Warm blood ran down her leg.
Bastard!
I’ll jump. I’ll be done with this world and he won’t get this million and a half.
Win, win, for me!
Come on girl. Be brave. Jump!
She stood there savouring the moment. She was going to splatter herself all over the old fridges and cookers, thirteen floors down.
She imagined she was jumping off the rocks with Annie, like she did in Spain
She heard sirens. An ambulance pulled up in front of the building.
If I jump hard enough, I can land on them. That’ll keep ‘em busy, patching me up!
Bzzzzzzz...
Ouch!
She’d been stung! Again and again they stung her: on her leg, her arm, her face. Wasps were all over her, a swarm of them, buzzing in her eyes and ears and stinging her!

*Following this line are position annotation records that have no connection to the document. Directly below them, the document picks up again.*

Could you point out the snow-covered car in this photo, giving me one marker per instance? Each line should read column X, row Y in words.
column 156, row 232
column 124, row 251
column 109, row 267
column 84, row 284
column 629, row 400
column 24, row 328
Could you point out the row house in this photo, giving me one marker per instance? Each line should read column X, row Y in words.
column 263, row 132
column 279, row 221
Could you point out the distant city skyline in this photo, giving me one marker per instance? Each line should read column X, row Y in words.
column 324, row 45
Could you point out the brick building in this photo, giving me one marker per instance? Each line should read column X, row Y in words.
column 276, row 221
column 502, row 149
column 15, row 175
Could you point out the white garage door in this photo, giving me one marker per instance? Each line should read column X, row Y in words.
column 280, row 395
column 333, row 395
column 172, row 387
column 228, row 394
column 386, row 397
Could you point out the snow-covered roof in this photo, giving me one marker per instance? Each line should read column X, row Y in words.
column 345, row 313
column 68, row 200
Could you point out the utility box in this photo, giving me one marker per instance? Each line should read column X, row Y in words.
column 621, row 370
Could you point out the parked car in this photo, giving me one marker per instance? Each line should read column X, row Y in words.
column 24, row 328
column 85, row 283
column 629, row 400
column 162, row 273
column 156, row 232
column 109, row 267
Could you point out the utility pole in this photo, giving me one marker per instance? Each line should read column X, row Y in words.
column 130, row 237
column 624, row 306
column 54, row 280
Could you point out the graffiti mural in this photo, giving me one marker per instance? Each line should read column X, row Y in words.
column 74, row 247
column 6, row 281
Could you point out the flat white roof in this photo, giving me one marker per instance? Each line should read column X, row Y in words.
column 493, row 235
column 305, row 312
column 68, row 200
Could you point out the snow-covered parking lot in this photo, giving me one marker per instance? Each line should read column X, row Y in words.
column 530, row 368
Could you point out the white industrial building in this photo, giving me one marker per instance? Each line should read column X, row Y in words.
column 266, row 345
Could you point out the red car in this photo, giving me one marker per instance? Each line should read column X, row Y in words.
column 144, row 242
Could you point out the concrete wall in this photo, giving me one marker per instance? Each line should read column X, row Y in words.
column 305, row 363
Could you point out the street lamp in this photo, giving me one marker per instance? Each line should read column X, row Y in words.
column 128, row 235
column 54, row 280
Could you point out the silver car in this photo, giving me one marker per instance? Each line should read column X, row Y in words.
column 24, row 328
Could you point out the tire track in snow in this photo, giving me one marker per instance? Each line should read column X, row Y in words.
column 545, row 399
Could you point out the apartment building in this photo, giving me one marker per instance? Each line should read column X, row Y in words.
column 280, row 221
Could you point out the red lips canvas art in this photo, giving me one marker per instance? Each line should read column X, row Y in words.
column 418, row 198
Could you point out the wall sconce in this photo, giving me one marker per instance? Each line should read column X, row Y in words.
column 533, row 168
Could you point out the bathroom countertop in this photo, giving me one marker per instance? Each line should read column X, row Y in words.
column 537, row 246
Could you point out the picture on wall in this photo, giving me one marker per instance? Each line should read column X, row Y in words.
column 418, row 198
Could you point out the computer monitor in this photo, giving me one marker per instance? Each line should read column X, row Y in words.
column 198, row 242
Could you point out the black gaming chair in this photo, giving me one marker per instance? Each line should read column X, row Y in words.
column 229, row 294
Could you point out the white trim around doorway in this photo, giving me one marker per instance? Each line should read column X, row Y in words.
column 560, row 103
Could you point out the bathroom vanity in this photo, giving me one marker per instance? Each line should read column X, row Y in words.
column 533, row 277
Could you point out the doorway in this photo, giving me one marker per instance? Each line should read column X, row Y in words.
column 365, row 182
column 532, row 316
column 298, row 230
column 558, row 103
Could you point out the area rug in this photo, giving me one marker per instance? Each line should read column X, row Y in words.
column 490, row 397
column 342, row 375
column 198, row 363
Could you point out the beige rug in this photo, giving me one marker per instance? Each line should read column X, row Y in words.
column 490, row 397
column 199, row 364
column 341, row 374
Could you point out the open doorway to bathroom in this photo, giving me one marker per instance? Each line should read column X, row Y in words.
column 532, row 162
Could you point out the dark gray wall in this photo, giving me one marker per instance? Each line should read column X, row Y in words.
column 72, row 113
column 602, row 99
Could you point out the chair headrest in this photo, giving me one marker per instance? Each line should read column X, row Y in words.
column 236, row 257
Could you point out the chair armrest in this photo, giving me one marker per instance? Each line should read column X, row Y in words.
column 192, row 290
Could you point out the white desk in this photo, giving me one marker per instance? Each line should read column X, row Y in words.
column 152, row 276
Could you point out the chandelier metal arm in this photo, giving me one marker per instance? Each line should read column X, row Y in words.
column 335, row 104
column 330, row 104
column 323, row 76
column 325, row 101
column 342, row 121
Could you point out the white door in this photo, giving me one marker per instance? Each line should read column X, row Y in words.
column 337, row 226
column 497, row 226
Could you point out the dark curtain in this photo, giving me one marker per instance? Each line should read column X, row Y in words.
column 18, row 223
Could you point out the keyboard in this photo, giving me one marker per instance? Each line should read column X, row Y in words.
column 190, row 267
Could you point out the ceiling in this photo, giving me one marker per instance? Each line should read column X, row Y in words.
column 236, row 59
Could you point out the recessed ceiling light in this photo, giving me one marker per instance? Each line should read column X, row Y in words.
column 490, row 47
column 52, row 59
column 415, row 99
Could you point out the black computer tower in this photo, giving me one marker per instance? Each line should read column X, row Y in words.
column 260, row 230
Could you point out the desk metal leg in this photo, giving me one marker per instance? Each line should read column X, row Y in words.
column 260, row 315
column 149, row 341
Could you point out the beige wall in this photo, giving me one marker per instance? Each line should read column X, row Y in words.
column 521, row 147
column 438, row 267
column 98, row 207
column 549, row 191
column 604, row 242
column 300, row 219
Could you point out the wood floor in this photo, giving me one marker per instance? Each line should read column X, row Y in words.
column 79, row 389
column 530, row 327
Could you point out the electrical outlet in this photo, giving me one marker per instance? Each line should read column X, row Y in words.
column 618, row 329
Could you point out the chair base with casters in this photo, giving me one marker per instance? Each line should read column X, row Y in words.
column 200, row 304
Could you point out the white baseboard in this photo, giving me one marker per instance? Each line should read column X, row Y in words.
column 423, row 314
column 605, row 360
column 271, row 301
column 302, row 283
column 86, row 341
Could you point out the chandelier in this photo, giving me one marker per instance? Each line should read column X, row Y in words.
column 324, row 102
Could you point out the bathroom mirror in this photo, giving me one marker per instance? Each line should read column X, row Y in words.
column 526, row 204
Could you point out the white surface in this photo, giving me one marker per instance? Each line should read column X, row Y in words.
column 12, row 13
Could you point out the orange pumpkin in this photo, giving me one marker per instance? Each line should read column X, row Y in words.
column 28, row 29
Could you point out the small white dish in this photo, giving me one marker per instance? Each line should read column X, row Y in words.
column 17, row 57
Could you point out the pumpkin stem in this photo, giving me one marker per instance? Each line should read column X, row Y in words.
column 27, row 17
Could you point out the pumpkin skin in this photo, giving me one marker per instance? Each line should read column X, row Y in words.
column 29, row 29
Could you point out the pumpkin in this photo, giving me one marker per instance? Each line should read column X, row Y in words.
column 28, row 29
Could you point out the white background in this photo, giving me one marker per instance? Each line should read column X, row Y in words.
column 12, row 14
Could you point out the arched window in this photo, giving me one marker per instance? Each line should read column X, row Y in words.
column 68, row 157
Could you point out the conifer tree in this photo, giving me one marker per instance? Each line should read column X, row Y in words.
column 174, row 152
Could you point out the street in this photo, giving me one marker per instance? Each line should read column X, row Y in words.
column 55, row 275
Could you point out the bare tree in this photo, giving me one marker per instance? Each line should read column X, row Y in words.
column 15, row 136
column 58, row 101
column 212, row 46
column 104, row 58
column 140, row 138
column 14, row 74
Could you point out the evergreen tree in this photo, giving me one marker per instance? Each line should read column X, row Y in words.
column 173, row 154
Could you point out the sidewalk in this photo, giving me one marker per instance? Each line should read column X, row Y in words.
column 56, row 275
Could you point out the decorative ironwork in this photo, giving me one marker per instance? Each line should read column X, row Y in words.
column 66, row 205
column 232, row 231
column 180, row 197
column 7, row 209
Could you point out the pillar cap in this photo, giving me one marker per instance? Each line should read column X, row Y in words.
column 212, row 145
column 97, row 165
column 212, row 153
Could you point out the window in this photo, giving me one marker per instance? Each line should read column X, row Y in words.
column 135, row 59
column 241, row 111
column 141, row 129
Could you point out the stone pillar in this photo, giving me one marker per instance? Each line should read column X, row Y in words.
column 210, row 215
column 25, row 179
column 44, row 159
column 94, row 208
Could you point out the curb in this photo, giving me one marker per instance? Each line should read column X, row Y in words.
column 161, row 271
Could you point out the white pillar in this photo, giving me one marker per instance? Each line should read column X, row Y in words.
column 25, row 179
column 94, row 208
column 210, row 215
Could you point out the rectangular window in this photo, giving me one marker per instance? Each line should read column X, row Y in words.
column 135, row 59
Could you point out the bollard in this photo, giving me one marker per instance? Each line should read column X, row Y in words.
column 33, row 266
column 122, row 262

She jumped about like a mad thing; swing her arms to chase them away. She fell over and was half over the edge hanging onto the wires. She wriggled and twisted but there was no escape, they were still there, stinging her; chasing her like the bullies, trying to push her over the edge.
I’ll never give in to bullies. Never!
No, I’m not going to jump! That’s taking the easy route. I’m going to escape and be back home with Mum and Dad, eating fish and chips in the rain.
She was back on the ledge. She couldn’t see. She crawled back along until she found the rough edges of the hole, and wriggled through, landing face first on the kitchen floor.
14.
When she came to, her face was swollen and her body numb from stings and scratches. She had a splitting headache and couldn’t see properly. She tried to move but firm hands held her still. She hoped it wasn’t the grizzly. ‘What happened?’ she asked.